PITTSBURGH--Pitt All-America running back James Conner announced today he has been diagnosed with Hodgkin lymphoma.
"When I heard those words--`You have cancer'--I admit I was scared," Conner said. "But after thinking about it for a bit, I realized that fear is a choice. I choose to not fear cancer. I choose to fight it and I will win.
"One year ago today I was asking myself, `Why me?' Why was I the lucky one to be getting the ACC Player of the Year award when I had so many teammates who deserved it as much as me? Now one year later, instead of asking, `Why me?' I am saying, `Why not me?' I can beat cancer.
"I know there are so many people in the world who were told by their doctors this week that they also have cancer. I want them to know that together we can--and will--beat cancer.
"I will play football again. I will be at Heinz Field again. I have the best coaches and teammates in the country. I thank God I chose Pitt because now I also have the best doctors in the country and together we will win.

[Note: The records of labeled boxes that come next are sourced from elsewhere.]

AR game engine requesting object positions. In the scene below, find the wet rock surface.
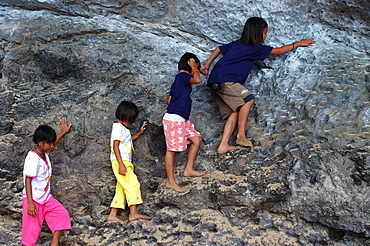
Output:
[0,0,370,245]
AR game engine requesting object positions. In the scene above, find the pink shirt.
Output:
[23,149,52,204]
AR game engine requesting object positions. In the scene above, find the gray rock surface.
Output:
[0,0,370,245]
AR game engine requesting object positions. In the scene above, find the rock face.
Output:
[0,0,370,245]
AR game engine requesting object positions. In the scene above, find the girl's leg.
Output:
[108,208,123,221]
[184,137,206,177]
[128,204,150,221]
[164,150,187,192]
[236,99,254,147]
[50,230,63,246]
[217,112,239,155]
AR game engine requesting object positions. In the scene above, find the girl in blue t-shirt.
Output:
[200,17,316,154]
[162,53,205,192]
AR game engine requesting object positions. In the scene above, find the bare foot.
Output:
[107,215,123,222]
[128,214,150,221]
[166,181,188,193]
[184,169,206,177]
[236,138,253,148]
[217,145,236,155]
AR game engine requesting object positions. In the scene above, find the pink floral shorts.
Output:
[162,119,200,152]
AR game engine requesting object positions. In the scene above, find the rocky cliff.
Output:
[0,0,370,245]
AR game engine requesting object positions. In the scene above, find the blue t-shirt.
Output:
[167,72,192,120]
[207,40,272,84]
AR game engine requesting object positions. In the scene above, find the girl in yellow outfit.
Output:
[108,101,150,221]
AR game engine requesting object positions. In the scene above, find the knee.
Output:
[190,136,202,146]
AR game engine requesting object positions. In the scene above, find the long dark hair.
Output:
[177,52,200,73]
[240,17,268,45]
[33,125,57,144]
[116,101,139,124]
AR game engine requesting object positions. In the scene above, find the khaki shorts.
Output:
[210,82,255,119]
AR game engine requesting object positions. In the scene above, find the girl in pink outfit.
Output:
[22,119,71,246]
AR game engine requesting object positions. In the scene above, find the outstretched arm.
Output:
[188,58,201,84]
[54,118,72,145]
[270,38,316,55]
[200,47,221,79]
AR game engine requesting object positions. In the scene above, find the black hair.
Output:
[116,101,139,124]
[178,52,200,73]
[240,17,268,45]
[33,125,57,144]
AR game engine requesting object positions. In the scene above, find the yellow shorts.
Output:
[110,160,143,209]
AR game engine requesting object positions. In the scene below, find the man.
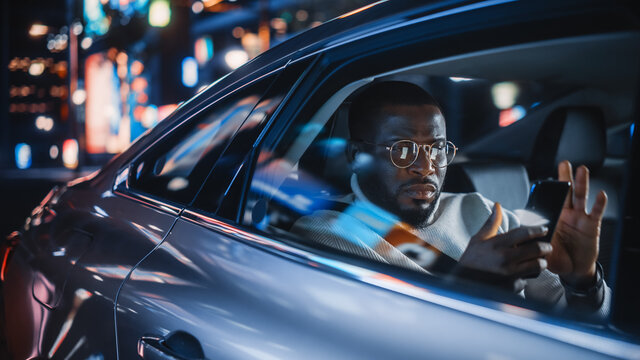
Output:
[292,81,610,315]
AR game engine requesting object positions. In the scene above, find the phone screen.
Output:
[526,180,571,242]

I know this city has my back."
Pitt head football coach Pat Narduzzi said he has no doubt that Conner will triumph over this adversity.
"It has been almost a year since I first met James and I've learned many things about him during that time," Narduzzi said. "Yes, he is a talented football player, but more importantly he is an exceptional person. Being an athlete is just a small fraction of who he is. James cares deeply about others. He is invested in his community and helping people in need.
"Know this: James Conner will not face this challenge alone. We are all going to be right beside him every step of the way. And the day that he is declared cancer free, we will all celebrate like we do after one of his patented touchdown runs. James has never backed down from an opponent and we all know this is a battle he will win."
A native of Erie, Pa., and graduate of McDowell High School, Conner's athletic achievements are well documented. As a Pitt sophomore in 2014, he was selected the Atlantic Coast Conference Player of the Year after rushing for 1,765 yards and 26 touchdowns. Conner was named to seven postseason All-America squads, including first-team honors from the AFCA.
But Conner has been an All-American off the field as well. Although sidelined this season due to a knee injury, he was honored this fall as a member of the prestigious Allstate AFCA Good Works Team, a select group of football student-athletes who have made a positive impact on others and their communities.
Conner's volunteerism includes time with Children's Hospital, Mel Blount Youth Home, the humanitarian organization World Vision as well as the National Kidney Foundation, which honored him with its 2015 "Small Hands Big Heart" Award. During Conner's hospital visits, he hands out his used game gloves as souvenirs to young patients.